Falling upside down, its tiny, setae and plump belly, plopped before my reclined body with gazing eyes drawn to this clearly (obviously), distressed bumblebee.

I watched its leg-lift disturbance and became saddened as its slowing motions suggested terminal, culmination was near.  Such a surmise made many times before and likely again, through witnessing the final throes of a depleting wellspring, having no idea how it graced upon the scene so intimately, in a space now sharing together.

With this smallish figure struggling yet with the outcome presumptuously determined, a tear trickled down my cheek. To end its convulsions using a screwdriver as a compassionate guillotine, a quick off with its head concluded the turmoil (mine as much as the insect).  The separation was (I hoped) painless, yet I was not the recipient of such force however succor in my intent.

On a chisel I had been using to clean lawn mower blades, I gingerly lifted the parts and walked them to a grassy knoll just a few feet from the concrete floor of my workshop.  There, into the wind went the bumblebee along with my goodby.  Weeping silently. to such happenstance interactions provided a momentary, yet needed pause.

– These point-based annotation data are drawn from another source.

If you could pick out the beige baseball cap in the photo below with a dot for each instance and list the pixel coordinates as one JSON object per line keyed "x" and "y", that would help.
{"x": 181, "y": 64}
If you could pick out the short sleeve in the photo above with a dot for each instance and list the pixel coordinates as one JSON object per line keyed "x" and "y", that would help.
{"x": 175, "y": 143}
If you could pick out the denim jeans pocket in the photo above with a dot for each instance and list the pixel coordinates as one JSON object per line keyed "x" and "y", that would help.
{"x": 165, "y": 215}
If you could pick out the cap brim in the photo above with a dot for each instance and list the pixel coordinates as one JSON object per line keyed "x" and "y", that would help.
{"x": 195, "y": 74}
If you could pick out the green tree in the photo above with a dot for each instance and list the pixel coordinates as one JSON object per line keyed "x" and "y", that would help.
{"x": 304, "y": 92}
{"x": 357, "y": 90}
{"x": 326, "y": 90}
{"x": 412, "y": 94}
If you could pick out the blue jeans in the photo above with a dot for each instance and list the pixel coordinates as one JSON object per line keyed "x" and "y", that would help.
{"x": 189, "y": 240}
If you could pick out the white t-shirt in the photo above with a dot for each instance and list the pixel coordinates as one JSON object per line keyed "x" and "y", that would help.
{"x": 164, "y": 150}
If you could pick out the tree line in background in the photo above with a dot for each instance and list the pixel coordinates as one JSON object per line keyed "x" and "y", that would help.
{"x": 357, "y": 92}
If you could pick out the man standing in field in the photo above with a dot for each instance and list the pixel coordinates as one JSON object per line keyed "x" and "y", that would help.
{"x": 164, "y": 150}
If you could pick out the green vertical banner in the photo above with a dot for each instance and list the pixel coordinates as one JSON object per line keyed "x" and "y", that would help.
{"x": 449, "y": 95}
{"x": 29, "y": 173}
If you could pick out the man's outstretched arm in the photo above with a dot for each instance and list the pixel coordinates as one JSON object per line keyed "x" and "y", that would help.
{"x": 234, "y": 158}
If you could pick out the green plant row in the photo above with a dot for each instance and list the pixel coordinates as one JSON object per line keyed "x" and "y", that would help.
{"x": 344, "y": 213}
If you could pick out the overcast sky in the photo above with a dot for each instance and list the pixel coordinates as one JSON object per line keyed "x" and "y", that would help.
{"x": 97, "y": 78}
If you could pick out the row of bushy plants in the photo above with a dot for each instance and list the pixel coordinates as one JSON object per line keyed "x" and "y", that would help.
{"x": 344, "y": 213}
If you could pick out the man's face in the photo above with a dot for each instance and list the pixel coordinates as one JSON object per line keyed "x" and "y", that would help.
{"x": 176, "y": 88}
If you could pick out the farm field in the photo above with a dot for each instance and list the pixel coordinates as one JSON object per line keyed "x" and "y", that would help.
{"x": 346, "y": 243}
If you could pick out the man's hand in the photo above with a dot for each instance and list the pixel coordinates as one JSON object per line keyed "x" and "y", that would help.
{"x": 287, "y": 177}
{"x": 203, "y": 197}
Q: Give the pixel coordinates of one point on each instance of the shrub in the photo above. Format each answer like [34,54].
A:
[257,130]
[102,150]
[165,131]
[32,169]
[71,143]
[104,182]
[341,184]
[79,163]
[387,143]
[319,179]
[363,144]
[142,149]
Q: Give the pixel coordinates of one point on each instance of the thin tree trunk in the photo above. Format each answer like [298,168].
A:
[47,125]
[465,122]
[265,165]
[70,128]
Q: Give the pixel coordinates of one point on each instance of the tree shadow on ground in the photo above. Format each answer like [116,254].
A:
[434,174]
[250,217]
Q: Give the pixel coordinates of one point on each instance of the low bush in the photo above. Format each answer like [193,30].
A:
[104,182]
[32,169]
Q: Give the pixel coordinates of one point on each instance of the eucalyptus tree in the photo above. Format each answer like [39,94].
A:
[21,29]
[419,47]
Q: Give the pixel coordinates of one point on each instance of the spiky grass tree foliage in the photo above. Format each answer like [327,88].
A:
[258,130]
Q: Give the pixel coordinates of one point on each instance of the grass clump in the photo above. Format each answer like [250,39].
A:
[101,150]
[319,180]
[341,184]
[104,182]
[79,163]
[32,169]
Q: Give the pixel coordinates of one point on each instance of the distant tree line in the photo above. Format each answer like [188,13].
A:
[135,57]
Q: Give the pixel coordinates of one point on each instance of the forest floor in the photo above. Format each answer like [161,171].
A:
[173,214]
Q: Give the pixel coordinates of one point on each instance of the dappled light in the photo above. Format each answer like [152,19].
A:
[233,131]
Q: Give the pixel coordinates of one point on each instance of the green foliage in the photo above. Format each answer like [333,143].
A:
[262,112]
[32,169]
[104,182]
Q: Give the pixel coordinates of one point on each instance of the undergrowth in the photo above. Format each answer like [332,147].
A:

Whether such acts of mercy were (and are) misguided and contrary to some cosmological balance, rather than allowing this modest imp to (and for) itself, control its last breath without pious intervention, I know not.   Might the devise of control be more of an accommodating appeasement of/for ultimate submission?

The certainty of inevitability whether resisting or surrendering, be it within anthropomorphic prose or conjuring up a rhythmic and upbeat form of ontological reflection, is how such endings resolve for all living organisms, I guess softly.

My similar connection or reverence to the sucking female mosquito upon piercing the skin and consuming the blood (part of their reproductive necessity), would be a profound falsehood - swatting and squashing this invading vector, for me, is a dry eye event with little remorse.

No remorse at all, however, is extended to the tick, that lowly, parasitic arachnid.  A most recent encounter with its burrowing and extraction from my arm, and taking several days for the itchy swelling to subside, is not an attachment based on empathy nor a salubrious and coveted joining although, a tick might click its tiny feet at such perceived delectable delights.

Irrespective of its service in the food chain (birds, lizards, vermin, etc.) and, its impressive universally earned odium that must surely rival the mythic attributes of the all mighty cockroach, the scurrying and skating roaches for my two cents, is preferable to the stealth and subterfuge of that nasty, inconsiderate tick.

In most cases, can't even feel them bite as they first inject an analgesic to prevent detection, thus allowing their feast (on my blood) to last longer, nah, ticks you can plainly see, are not for me.